Campaign materials are free to all credit unions--regardless of their affiliation with CO-OP Financial Services--and can be customized by individual institutions.

The campaign is the next phase of the CO-OP's "Banks Don't Like You" consumer advertising CO-OP Financial Services initiated in November. Moving from "Banks Don't Like You," the new effort stresses "Credit Unions Do" wonderful work on behalf of their members.

"While credit unions have a huge opportunity right now to gain new members, many don't have the necessary resources to create the kind of high-end marketing materials that will get them noticed," said Caroline Lane, CO-OP Financial Services senior vice president of business development and marketing. "This integrated campaign will allow credit unions of all asset sizes to share in a unified brand message that highlights the benefits of switching to a credit union." 

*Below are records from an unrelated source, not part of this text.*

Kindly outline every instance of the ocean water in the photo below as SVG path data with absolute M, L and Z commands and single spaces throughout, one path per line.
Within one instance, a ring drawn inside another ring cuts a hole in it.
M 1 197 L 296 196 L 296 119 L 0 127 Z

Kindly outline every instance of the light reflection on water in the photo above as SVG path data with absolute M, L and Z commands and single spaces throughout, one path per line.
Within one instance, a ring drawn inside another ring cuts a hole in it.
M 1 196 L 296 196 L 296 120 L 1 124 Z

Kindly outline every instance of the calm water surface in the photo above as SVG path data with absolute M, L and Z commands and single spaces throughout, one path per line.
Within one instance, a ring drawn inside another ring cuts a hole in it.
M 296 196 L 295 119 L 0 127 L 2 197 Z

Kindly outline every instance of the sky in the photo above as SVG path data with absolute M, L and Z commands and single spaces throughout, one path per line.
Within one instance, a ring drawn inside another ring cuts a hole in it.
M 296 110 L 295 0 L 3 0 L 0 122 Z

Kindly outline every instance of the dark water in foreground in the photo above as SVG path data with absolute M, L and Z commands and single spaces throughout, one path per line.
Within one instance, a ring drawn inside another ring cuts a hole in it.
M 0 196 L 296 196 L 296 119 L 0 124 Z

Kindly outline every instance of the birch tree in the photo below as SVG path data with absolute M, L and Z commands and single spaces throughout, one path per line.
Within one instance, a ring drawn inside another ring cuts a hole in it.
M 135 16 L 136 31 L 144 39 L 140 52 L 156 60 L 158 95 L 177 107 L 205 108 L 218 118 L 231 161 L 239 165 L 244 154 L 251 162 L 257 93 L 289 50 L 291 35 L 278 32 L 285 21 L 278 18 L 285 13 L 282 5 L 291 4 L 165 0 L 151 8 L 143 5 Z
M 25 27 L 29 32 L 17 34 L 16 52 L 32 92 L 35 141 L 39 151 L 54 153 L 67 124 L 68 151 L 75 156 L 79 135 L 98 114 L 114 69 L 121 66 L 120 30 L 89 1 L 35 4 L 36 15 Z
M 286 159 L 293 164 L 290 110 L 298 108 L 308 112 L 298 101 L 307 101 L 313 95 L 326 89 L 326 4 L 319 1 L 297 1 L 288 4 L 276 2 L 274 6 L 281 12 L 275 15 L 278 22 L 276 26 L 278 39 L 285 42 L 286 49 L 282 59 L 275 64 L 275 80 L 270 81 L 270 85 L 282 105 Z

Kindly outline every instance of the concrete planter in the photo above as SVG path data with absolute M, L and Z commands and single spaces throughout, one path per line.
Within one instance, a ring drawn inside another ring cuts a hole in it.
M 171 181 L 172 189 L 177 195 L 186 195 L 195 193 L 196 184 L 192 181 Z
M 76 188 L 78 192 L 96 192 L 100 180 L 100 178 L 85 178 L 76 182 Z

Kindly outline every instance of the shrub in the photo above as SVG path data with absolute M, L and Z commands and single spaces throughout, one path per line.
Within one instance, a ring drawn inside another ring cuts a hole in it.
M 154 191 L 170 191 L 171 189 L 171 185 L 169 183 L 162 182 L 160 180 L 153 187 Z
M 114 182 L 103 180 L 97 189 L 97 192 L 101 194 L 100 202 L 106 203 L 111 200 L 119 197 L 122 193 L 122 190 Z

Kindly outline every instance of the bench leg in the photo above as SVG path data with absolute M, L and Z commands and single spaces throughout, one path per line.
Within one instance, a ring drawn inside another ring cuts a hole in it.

CO-OP Financial Services will display the campaign March 18-20 in booth 401 at the Credit Union National Association's Government Affairs Conference in Washington, D.C.

The campaign is humorously based on the trials and tribulations of earning a living, and features the tag line, "Making Money is Hard. But Putting It in the Right Place Doesn't Have to Be."

The ads can be customized to include an individual credit union's logo and Web address. Initially, materials will be offered in the form of print ads and Web banners. 

"These ads are designed to educate a whole new generation of potential members about what 'Credit Unions Do'--from offering better rates and friendly member service to the convenience of a network of shared branches and surcharge-free ATMs," Lane said.